Deterministic, transition-based parsing has seen a surge of interest over the recent decade, with research efforts targeting Dependency Grammar, Context-Free Grammar, Head-Driven Phrase Structure Grammar (HPSG), and Combinatory Categorial Grammar. Previous work, however, has not applied the transition-based approach to parsing with hand-crafted, largescale unification-based grammars.
Basing our studies on the English Resource Grammar (ERG), we evaluate the feasibility of transferring strategies and methods from other transitionbased approaches to a semantically ‘deep’, hand-crafted HPSG. Our parsing platform, dubbed CuteForce, constitutes a pipeline which assumes pretokenized sentences, and produces syntacto-semantic representations in accordance with the ERG framework. The components in this pipeline include a preprocessing and supertagging stage and a transition-based parsing stage where both deterministic and near-deterministic strategies are evaluated. We evaluate the supertagger in isolation, and compare our overall parsing results to other ERG parsers. This allows us to assess the trade-offs a transition-based parsing approach for large-scale HPSGs may have in terms of parser precision, robustness and efficiency, compared to ‘classic’ parsing approaches.
Both the preprocessing stage and the transition-based parser rely on large amounts of training data. To ensure that we had sufficient linguistic resources for our data-driven platform, the first part of the project was committed to extracting a corpus from Wikipedia, and convert this data to a gold standard treebank (WeScience Treebank) and a ‘silver standard’ parsed corpus (WikiWoods). Utilizing Wikipedia as a linguistic resource has received increased attention, and we expect that the methodology for corpus acquisition presented in this thesis could also prove useful to other research initiatives.

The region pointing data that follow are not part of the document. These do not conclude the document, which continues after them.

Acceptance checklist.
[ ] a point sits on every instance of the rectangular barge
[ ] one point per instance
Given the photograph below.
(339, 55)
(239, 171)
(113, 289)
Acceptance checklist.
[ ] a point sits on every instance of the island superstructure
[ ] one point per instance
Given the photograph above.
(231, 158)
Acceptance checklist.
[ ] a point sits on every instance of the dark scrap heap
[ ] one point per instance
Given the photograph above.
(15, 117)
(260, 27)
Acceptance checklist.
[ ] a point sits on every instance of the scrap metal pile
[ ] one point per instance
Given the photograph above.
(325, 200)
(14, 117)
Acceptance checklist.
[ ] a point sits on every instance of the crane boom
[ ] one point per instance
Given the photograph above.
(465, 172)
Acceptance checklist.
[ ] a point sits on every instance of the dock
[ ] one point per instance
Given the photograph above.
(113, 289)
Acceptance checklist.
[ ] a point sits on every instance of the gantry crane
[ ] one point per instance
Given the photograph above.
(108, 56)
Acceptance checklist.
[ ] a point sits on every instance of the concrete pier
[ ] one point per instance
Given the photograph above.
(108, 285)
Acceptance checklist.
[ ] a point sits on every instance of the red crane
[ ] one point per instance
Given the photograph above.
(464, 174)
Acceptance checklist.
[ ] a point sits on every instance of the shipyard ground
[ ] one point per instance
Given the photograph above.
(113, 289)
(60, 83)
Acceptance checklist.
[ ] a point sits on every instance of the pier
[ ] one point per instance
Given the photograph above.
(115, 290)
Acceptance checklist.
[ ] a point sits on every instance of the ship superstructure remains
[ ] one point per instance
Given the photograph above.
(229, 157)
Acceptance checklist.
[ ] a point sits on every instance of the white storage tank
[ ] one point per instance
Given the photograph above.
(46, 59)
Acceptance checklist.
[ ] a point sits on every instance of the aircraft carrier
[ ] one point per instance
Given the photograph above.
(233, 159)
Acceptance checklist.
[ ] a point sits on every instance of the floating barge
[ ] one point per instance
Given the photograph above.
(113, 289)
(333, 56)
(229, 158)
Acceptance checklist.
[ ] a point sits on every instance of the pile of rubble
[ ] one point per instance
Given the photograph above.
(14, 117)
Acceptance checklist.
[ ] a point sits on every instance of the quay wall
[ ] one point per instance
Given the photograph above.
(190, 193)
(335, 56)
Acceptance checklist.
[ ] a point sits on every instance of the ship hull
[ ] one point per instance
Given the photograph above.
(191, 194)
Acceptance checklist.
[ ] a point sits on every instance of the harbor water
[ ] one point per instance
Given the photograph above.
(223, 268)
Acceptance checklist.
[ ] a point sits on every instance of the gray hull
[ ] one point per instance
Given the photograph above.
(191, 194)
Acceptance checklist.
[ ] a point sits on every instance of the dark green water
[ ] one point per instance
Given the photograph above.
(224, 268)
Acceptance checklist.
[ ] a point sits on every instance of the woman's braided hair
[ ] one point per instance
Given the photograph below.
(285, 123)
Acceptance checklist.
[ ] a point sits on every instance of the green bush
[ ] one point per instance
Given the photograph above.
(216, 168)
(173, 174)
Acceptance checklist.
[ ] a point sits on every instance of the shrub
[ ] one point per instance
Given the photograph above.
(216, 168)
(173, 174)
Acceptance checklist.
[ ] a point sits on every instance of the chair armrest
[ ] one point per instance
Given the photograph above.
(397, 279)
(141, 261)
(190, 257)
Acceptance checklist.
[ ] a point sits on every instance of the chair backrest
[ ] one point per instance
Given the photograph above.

We find that large amounts of ‘silver standard’ training data allows us to train a supertagger that reaches a previously unmatched level of supertagging accuracy for the ERG. Further, our evaluation shows that although the transition-based parser does not obtain state-of-the-art accuracy, it still reaches a high level of accuracy, coupled with much higher parsing efficiency than other parsers based on the same grammar, making it a suitable choice amongst others when speed has high priority.